Es gibt immer Grund zu streiten, man muss nur einen finden. Streitbare Menschen sind da ausgenommen, denn sie sind Streitgrund in persona. Wer keine Streitlust empfindet, dem kommt sie wie  die Begierde beim Sex, wenn einem einer einen Streit aufzwingt. Dies bewerkstelligen Monologiker; Menschen, die anderen ungefragt die Welt auseinandersetzen. Resultat: eine Auseinandersetzung.

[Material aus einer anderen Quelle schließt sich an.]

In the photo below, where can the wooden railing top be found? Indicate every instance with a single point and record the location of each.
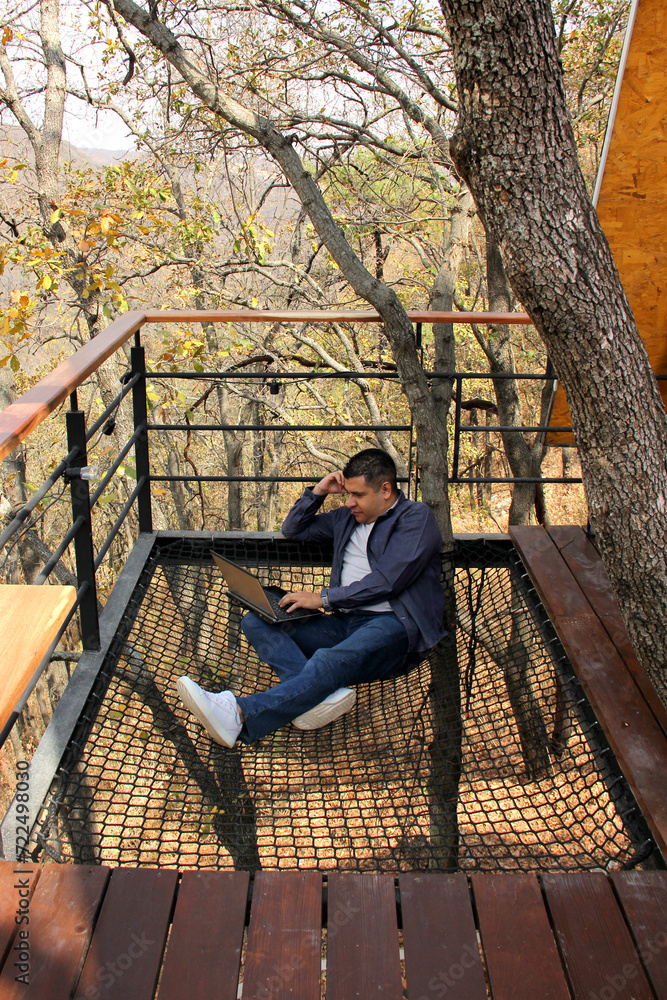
(324, 316)
(19, 419)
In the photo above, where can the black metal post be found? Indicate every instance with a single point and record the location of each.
(83, 540)
(457, 429)
(141, 453)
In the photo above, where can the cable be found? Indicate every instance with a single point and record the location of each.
(31, 524)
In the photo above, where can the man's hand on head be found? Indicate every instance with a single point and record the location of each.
(333, 483)
(301, 599)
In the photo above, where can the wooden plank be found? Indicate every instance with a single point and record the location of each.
(522, 959)
(643, 896)
(283, 955)
(362, 938)
(125, 953)
(585, 563)
(39, 611)
(204, 951)
(633, 733)
(598, 950)
(20, 418)
(62, 912)
(631, 728)
(441, 951)
(549, 572)
(17, 885)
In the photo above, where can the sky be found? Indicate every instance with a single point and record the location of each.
(90, 129)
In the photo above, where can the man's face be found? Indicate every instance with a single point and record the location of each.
(365, 503)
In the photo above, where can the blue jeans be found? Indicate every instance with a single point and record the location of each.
(315, 656)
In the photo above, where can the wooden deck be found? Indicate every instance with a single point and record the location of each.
(573, 586)
(141, 933)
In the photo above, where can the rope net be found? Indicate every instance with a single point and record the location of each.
(506, 770)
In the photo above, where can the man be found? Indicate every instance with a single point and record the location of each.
(384, 604)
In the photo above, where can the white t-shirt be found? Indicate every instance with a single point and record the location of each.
(356, 564)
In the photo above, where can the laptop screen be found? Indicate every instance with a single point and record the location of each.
(243, 583)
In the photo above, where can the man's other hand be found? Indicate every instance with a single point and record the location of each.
(333, 483)
(301, 599)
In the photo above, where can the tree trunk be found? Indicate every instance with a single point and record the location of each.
(515, 148)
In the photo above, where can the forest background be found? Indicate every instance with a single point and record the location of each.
(198, 216)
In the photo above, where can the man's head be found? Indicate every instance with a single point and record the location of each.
(370, 481)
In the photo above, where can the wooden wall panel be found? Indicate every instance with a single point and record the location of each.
(632, 205)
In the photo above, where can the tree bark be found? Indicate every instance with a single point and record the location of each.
(515, 148)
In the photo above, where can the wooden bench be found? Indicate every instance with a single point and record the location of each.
(115, 934)
(30, 618)
(573, 586)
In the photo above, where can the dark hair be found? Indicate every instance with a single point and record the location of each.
(376, 467)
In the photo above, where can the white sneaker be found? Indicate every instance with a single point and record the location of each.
(218, 713)
(337, 704)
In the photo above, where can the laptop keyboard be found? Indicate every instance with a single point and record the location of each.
(274, 595)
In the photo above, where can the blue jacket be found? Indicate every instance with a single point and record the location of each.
(403, 553)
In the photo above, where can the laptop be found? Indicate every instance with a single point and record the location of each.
(245, 588)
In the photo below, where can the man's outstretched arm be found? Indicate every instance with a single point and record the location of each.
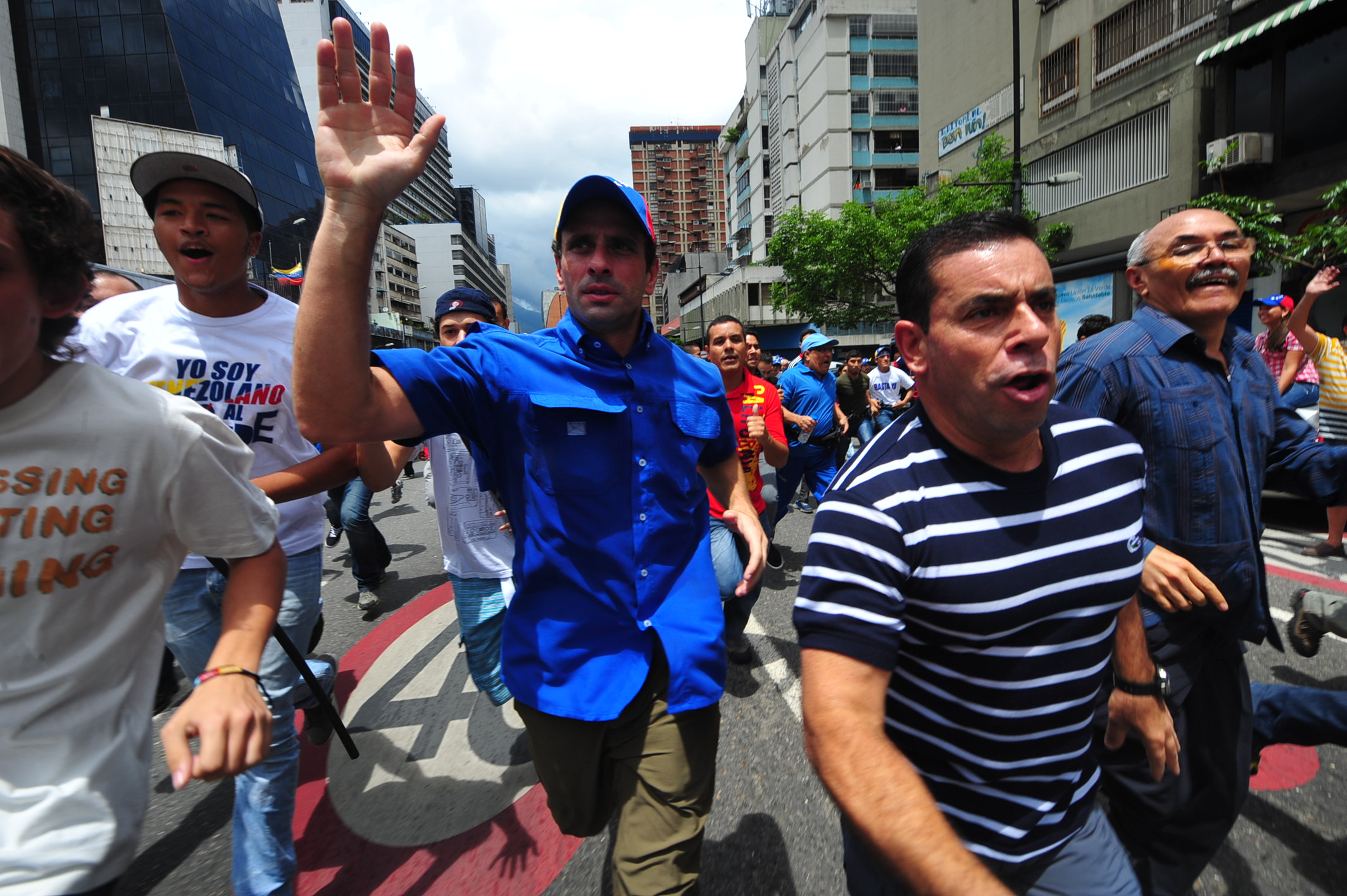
(368, 152)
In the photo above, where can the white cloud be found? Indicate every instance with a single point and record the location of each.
(539, 95)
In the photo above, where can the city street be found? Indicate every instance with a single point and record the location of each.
(444, 804)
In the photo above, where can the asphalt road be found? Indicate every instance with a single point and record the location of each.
(774, 830)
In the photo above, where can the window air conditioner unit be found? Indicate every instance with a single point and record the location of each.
(1249, 149)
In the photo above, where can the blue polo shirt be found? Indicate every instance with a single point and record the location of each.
(596, 459)
(810, 394)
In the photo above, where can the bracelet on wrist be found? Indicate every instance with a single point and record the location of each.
(230, 670)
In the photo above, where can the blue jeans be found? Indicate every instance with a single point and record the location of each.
(1303, 716)
(265, 795)
(1093, 862)
(817, 465)
(729, 554)
(348, 508)
(1299, 395)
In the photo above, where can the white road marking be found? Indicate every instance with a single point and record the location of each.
(775, 666)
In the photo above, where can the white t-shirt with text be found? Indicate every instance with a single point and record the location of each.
(104, 485)
(237, 367)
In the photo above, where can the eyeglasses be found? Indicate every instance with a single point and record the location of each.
(1237, 247)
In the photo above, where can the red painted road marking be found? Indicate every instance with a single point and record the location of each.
(1307, 578)
(517, 853)
(1286, 767)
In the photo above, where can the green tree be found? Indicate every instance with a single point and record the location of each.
(841, 271)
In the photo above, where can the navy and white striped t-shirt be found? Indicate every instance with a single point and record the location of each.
(993, 597)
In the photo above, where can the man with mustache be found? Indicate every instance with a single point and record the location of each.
(601, 439)
(958, 604)
(1190, 387)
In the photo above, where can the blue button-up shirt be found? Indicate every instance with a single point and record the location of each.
(808, 394)
(1213, 441)
(596, 459)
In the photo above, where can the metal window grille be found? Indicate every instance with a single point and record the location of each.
(895, 65)
(1120, 158)
(896, 103)
(895, 27)
(1059, 77)
(1145, 28)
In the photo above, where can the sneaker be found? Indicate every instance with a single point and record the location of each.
(367, 600)
(1303, 631)
(318, 728)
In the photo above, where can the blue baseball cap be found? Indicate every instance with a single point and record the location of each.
(600, 186)
(467, 301)
(817, 341)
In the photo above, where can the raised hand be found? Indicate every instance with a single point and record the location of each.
(1324, 280)
(368, 151)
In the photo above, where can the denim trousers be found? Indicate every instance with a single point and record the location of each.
(1093, 862)
(729, 554)
(810, 463)
(265, 795)
(1299, 395)
(348, 508)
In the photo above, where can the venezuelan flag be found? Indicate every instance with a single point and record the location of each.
(294, 275)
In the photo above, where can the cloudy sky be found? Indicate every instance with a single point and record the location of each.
(541, 93)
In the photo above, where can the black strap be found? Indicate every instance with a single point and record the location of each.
(308, 674)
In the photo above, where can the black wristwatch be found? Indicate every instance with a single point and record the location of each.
(1159, 688)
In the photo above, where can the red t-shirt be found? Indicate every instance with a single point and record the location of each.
(753, 397)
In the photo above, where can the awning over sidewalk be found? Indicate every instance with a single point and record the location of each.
(1260, 28)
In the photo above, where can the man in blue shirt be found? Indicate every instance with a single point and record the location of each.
(1187, 384)
(810, 403)
(598, 434)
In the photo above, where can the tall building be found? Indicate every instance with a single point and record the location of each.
(1136, 96)
(189, 65)
(430, 199)
(829, 115)
(680, 173)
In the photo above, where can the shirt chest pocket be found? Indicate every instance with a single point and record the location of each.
(581, 444)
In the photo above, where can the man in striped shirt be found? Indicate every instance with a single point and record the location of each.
(961, 599)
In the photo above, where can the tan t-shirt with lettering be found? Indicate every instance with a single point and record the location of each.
(106, 484)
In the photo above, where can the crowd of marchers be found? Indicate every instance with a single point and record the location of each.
(1029, 584)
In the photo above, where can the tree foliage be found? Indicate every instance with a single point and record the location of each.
(841, 271)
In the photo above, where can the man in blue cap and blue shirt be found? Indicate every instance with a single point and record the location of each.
(810, 408)
(598, 433)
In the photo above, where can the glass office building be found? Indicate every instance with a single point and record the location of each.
(216, 66)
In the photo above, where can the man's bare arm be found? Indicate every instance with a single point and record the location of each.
(1145, 717)
(1322, 282)
(725, 480)
(879, 791)
(368, 152)
(334, 466)
(382, 463)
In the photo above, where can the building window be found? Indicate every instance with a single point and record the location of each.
(895, 65)
(1058, 77)
(1145, 28)
(895, 178)
(898, 140)
(896, 103)
(895, 27)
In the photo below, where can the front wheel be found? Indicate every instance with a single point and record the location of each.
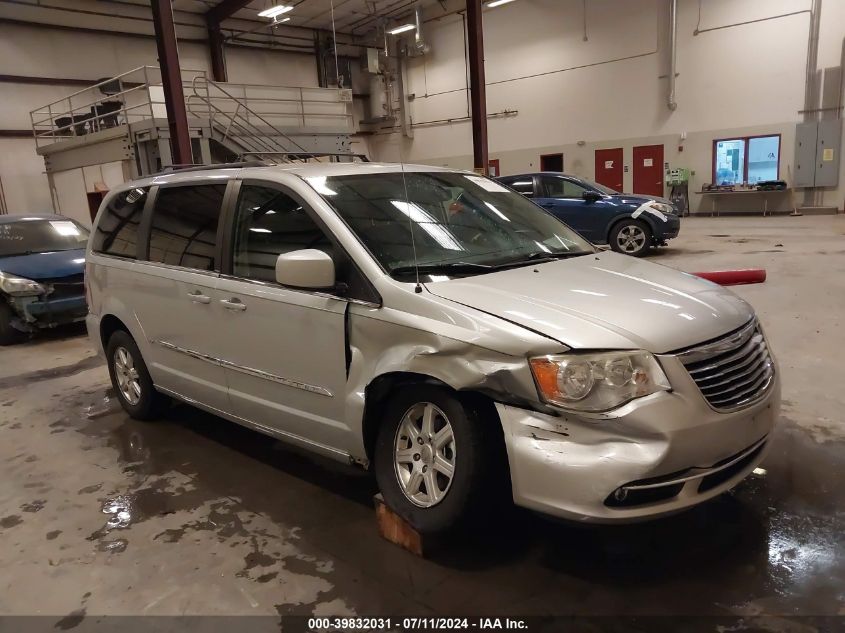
(131, 380)
(436, 461)
(631, 237)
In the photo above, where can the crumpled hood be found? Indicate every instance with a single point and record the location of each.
(639, 198)
(45, 265)
(604, 301)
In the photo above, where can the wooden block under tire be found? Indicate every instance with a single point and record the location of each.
(395, 529)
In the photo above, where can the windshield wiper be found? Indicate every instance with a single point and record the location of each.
(22, 253)
(448, 268)
(540, 257)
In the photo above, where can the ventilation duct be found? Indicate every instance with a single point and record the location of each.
(420, 46)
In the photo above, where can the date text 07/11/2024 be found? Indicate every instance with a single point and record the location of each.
(415, 624)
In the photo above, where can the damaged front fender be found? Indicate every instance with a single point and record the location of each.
(384, 342)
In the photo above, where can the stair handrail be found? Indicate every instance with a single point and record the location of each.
(272, 127)
(246, 135)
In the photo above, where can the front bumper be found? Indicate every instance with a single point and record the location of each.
(667, 230)
(40, 312)
(652, 457)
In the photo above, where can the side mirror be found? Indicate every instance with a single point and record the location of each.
(308, 268)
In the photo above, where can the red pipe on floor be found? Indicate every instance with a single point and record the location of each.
(735, 277)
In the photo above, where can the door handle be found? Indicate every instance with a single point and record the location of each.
(197, 297)
(233, 304)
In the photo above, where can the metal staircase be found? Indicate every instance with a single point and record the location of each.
(235, 125)
(124, 120)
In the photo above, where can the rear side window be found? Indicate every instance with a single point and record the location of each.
(117, 231)
(525, 186)
(268, 223)
(561, 188)
(184, 225)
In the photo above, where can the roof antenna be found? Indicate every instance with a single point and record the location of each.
(418, 287)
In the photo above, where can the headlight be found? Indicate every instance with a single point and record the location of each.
(597, 382)
(19, 286)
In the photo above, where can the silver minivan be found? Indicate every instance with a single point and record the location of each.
(436, 327)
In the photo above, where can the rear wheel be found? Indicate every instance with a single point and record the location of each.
(632, 237)
(131, 380)
(436, 460)
(8, 334)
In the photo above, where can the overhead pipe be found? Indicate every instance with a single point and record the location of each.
(421, 47)
(673, 52)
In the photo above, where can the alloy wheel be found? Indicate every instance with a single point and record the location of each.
(128, 380)
(424, 455)
(631, 238)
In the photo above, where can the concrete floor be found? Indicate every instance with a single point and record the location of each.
(100, 514)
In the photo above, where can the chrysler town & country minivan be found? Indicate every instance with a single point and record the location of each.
(436, 327)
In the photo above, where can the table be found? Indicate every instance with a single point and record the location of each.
(743, 192)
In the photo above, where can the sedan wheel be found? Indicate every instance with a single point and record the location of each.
(631, 237)
(424, 457)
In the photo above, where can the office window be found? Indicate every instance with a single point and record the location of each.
(746, 160)
(117, 231)
(763, 154)
(184, 225)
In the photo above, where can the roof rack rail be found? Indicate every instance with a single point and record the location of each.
(172, 169)
(301, 155)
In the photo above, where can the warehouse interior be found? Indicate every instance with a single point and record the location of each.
(730, 111)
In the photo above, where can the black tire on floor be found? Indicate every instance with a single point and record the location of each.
(8, 334)
(636, 226)
(150, 403)
(480, 471)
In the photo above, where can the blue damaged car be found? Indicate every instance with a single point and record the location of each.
(42, 268)
(629, 223)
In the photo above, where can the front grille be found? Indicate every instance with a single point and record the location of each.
(734, 371)
(65, 287)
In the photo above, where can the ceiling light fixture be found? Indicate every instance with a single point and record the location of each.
(402, 29)
(272, 12)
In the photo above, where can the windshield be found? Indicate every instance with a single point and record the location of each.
(605, 190)
(40, 236)
(457, 223)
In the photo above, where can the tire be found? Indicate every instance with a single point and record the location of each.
(8, 334)
(476, 485)
(131, 380)
(630, 237)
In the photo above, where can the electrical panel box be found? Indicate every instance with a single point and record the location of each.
(817, 148)
(828, 148)
(678, 176)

Kommt eine Meinungskollision zustande, lassen Gruppenprozesse Passanten wortgewaltig in ein Verbalscharmützel einsteigen. Bei idealer Kooperation folgt dem Wortbattle ein Konfliktmanagement mit Fäusten. Rechtsausleger haben da Vorteile. Gibt es jedoch zu derbe auf die Fresse, ist weiterer Zwist zwar wahrscheinlich; der konflikterprobte Mund kann aber keine Hassworte mehr formen. Ausweg dann: virtueller Zank. Es lässt sich ehrlicher, zivilisationsferner streiten, wenn man jemandem die Unsympathiebezeugung nicht ins Gesicht sagen muss. Nachteil: Orthographieunfälle lenken oft von der Sache, der Hassbezeugung, ab.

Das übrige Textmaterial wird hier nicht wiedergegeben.